Borders are not only imaginary lines but are sometimes not readily visible. In fact, what started in a remote area in Guinea in March 2014 gradually spread to Liberia, crossing into Sierra Leone by May. Human mobility across the porous borders of the countries played a significant role in the spread of the disease.

IOM joined international partners in fighting Ebola immediately after it was declared an L3 Humanitarian emergency. Its regional response to the crisis has been multifaceted highlighting the need for a coordinated and harmonized approach. One way IOM is responding is through Cross Border Health and Humanitarian Border Management (HHBM).

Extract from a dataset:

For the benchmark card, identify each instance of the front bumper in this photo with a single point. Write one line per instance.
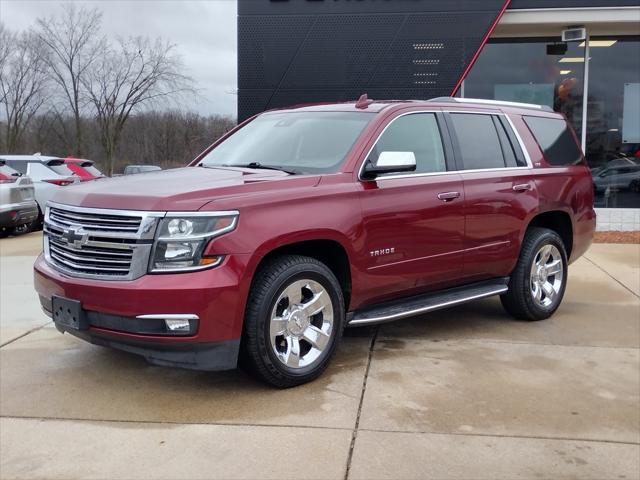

“Our approach to HHBM is focused on restarting safe travel throughout West Africa, which is not only good for commerce, community development, but for improving knowledge and security as well. HHBM strengthens personal and community resilience at home pre-travel, while en route including across borders and at destinations,” states Bill Hyde. Hence to tackle cross border movements and to reduce the spread of Ebola further, IOM is using one of its innovative projects known as Flow Monitoring Points. The points generally provide an overview of population movements at main transit-entry hubs along the route of journeys.

I ask what role they play and how relevant they are in securing borders.  “IOM Flow Monitoring Points (FMP) help authorities track the health of people on the move. By monitoring symptoms of Ebola and other communicable diseases, and guiding suspect cases more swiftly to further assessment and treatment, IOM Flow Monitoring Points are minimizing the potential spread of disease, in turn making individuals, communities and nations stronger,” he replies.

To stop Ebola and “get to zero” cases will require intense efforts to trace all those who have come into contact with infected people. That requires tracking down the people who’ve been in contact with an Ebola patient; measure their temperatures and check on them daily for 21 days; if any turn up with a fever or display symptoms, put them into isolation. If they get sick, they will need to be quarantined. Tracing contacts, though, requires names, phone numbers, addresses, and trained public-health officials and that is where the Flow Monitoring Points are making a huge and significant difference.